Le Coin des tendances du 28 janvier 2017
Faut-il libérer les dépenses de santé ?
Avec le vieillissement de la population, les dépenses de santé ne peuvent qu’augmenter. Par ailleurs, la santé est un bien supérieur dont le poids dans le total des dépenses des ménages augmente avec leur niveau de revenu. A l’échelle internationale, le décollage des pays émergents ne peut que provoquer une augmentation des dépenses de santé.
Les dépenses de santé en France (dépenses d’investissement dans le secteur de la santé non comprises) s’élevaient à 10.9 % du PIB en 2013 soit un niveau bien au-dessus de la moyenne OCDE (de 8.9 %). La part de l’économie consacrée aux dépenses de santé est analogue à celle de l’Allemagne, de la Suède, de la Suisse et des Pays-Bas, mais largement inférieure à celle des États-Unis (16.4 %).

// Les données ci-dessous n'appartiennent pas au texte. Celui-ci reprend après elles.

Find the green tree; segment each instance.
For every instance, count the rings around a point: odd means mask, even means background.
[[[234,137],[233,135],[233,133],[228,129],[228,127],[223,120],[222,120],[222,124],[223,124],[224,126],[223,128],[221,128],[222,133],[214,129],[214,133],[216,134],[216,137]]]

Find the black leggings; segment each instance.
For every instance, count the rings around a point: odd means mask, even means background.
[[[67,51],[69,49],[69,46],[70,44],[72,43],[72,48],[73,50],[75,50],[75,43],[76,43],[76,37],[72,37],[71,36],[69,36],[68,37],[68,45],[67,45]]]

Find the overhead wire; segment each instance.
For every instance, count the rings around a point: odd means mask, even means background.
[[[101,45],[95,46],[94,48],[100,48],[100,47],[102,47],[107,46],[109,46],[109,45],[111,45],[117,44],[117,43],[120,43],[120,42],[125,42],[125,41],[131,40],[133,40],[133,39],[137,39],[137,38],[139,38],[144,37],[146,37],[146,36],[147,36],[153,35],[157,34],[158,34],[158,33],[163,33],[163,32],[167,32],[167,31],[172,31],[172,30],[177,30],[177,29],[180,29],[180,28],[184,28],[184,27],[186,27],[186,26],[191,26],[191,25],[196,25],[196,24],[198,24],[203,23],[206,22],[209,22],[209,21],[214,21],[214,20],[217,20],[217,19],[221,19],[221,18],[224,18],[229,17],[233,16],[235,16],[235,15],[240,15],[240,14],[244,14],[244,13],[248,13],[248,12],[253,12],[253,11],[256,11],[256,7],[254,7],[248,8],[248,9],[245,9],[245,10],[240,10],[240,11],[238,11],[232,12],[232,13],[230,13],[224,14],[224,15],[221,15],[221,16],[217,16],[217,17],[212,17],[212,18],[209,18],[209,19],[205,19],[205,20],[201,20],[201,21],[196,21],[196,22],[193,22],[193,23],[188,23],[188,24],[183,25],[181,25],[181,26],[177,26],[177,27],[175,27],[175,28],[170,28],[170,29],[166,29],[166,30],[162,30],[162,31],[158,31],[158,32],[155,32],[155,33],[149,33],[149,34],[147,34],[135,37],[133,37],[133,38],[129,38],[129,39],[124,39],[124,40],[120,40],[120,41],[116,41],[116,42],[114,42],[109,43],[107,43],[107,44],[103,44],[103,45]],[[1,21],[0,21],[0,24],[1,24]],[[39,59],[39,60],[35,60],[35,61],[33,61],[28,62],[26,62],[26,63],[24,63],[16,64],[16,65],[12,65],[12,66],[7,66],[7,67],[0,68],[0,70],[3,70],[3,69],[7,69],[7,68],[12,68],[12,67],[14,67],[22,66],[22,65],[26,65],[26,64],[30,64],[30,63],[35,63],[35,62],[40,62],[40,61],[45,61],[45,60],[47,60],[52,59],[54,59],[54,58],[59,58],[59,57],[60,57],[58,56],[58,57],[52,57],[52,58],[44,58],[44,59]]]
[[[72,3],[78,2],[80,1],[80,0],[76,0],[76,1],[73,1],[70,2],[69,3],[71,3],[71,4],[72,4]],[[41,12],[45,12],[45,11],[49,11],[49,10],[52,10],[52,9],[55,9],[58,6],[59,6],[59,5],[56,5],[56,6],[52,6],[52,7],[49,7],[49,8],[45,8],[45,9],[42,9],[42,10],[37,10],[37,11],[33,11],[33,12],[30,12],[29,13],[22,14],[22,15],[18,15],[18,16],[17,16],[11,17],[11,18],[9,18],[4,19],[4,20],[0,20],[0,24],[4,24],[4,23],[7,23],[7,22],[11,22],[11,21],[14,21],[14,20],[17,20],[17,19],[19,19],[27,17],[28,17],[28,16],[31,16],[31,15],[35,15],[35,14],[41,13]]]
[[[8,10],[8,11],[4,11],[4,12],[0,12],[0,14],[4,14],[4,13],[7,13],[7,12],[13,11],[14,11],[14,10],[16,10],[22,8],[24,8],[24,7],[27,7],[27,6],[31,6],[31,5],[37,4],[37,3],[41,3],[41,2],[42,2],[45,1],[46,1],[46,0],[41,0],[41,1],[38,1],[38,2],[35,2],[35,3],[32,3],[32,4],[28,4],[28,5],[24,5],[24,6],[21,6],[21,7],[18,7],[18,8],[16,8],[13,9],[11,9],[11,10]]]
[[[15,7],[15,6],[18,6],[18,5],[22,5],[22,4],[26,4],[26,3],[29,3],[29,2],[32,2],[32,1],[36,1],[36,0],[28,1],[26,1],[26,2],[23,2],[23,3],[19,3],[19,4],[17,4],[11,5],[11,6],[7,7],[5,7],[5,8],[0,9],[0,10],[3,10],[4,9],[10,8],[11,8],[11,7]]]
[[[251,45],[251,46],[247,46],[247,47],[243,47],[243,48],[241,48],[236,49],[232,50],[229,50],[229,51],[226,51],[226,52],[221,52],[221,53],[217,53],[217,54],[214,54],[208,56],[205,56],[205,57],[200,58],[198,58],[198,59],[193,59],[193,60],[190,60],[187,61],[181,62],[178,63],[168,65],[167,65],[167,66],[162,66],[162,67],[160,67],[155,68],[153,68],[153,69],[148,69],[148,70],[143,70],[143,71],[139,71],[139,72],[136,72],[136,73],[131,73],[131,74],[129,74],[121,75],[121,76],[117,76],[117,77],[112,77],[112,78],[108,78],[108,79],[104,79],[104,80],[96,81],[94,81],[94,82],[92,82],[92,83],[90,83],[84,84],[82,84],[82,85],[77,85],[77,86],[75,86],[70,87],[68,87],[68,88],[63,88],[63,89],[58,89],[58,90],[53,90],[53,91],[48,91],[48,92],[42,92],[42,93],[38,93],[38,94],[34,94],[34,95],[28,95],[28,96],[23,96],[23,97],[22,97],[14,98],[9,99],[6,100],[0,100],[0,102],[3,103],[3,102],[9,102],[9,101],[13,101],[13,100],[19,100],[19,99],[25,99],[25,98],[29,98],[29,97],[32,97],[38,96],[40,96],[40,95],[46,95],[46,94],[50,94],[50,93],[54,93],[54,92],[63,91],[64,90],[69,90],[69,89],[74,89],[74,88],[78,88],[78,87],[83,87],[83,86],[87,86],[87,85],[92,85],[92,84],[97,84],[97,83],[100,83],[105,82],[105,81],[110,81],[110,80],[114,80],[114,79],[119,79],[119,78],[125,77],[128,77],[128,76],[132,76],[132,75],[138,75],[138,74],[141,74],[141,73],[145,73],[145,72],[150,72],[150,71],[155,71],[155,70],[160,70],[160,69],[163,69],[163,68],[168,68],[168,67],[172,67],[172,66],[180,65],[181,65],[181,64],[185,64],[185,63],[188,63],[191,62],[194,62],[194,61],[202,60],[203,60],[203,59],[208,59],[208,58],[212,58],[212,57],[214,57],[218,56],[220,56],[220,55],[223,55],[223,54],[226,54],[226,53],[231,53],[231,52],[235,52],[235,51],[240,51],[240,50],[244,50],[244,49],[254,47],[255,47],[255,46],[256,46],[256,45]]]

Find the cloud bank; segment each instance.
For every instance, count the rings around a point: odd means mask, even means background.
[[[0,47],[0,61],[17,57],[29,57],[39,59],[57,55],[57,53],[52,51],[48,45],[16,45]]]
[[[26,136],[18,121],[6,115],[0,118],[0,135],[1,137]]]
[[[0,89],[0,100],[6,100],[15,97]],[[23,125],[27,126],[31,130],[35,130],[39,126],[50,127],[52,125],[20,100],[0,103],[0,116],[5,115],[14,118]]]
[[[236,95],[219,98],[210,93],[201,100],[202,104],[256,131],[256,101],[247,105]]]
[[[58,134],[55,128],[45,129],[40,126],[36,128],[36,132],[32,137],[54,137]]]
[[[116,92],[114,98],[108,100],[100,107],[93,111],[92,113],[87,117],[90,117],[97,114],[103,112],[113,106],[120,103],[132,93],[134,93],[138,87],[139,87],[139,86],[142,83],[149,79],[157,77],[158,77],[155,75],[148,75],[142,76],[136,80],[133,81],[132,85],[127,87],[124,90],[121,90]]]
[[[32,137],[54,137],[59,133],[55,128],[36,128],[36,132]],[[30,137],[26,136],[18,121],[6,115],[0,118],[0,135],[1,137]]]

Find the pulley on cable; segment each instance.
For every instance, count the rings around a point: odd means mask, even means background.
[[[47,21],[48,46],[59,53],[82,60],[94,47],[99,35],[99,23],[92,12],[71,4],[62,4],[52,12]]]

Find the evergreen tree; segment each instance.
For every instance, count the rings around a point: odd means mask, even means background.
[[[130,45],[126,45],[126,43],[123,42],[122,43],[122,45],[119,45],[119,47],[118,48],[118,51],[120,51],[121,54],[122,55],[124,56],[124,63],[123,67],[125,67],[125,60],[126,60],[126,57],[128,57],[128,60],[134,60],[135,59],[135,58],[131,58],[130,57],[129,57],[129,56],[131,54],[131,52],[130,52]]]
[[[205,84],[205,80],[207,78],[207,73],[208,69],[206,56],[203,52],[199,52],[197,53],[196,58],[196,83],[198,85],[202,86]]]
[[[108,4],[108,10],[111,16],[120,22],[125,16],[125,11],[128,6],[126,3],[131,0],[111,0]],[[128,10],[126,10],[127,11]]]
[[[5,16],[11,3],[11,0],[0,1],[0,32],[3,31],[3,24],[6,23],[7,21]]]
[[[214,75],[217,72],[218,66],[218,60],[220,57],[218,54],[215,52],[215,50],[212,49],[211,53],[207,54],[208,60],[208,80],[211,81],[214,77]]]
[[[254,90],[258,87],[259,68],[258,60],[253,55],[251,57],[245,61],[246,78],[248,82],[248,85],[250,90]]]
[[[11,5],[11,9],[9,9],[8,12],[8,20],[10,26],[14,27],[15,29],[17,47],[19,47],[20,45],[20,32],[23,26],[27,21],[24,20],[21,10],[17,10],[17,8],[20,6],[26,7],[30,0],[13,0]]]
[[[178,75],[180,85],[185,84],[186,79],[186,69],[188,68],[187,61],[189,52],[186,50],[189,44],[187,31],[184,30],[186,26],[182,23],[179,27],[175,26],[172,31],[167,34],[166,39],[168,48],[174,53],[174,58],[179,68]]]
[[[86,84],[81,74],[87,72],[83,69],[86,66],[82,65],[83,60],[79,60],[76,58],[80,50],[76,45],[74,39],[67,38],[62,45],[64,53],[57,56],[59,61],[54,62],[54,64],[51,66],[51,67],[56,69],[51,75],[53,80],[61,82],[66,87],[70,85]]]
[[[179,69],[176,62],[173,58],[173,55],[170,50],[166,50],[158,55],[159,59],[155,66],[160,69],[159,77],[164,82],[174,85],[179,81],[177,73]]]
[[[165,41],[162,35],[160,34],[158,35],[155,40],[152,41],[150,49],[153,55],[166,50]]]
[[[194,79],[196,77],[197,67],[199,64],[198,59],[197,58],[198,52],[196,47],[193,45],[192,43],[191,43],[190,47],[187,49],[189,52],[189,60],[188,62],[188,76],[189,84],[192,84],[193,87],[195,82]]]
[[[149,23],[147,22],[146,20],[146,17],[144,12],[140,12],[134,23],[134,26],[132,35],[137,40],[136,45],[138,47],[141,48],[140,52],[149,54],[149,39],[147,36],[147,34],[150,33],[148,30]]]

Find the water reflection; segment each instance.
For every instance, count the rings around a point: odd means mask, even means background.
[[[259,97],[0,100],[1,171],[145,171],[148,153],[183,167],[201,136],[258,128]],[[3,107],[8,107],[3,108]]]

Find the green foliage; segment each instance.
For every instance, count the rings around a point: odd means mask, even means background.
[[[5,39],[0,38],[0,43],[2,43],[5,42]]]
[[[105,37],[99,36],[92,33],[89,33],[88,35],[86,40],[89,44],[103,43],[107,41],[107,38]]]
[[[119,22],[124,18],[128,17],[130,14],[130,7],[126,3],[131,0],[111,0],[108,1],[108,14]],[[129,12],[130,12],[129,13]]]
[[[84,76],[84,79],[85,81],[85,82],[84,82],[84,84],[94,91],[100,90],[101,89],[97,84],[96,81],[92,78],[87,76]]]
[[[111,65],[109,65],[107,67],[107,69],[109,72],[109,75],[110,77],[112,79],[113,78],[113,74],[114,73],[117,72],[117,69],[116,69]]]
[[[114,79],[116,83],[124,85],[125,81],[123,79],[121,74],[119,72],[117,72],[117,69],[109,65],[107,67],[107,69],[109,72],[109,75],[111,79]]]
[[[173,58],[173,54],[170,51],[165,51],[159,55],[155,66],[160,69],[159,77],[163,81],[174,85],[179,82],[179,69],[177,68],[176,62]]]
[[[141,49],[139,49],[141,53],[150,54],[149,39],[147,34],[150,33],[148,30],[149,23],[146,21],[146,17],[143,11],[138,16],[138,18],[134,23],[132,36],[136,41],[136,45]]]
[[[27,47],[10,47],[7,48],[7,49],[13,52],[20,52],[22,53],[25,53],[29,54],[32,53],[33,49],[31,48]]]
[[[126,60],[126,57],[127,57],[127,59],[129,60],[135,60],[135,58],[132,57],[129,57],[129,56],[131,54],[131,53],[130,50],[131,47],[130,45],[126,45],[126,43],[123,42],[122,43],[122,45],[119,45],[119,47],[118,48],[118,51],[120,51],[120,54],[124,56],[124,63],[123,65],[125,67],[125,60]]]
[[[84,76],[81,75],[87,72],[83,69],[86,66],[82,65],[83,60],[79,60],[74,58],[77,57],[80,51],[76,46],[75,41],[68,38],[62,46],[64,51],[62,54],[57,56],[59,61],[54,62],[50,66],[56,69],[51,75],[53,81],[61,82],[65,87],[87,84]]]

En France, la part des dépenses publiques en pourcentage des dépenses totales de santé s’élèvent à 79 %, soit au-dessus de la moyenne OCDE (de 73 %). Les régimes privés d’assurance maladie jouent un rôle plus important en France que dans la plupart des autres pays de l’OCDE. Le poids des dépenses publiques de santé tend à se contracter. Elles sont passées de 8,2 à 8,1 % du PIB de 2014 à 2015. En revanche, les dépenses privées augmentent du fait de la montée en puissance de la couverture des complémentaires. L’assurance complémentaire de la couverture médicale publique finance 14 % environ des dépenses totales de santé. D’autre part, en France, la part des versements directs des ménages compte parmi la plus faible de la zone OCDE. Les patients n’ont à leur charge que 7 % des dépenses totales de santé, contre 19 % en moyenne dans les pays de l’OCDE. La part en France est comparable à celle des Pays-Bas (5 %) et du Royaume-Uni (10 %), mais bien inférieure à celle de pays voisins comme l’Allemagne (13 %) et la Suisse (26 %). En termes de dépenses par habitant (corrigées des différents niveaux de prix à l’aide de parités de pouvoir d’achat pour l’ensemble de l’économie), la France a dépensé 4 124 dollars par habitant en 2013, par rapport à une moyenne OCDE de 3 453 dollars.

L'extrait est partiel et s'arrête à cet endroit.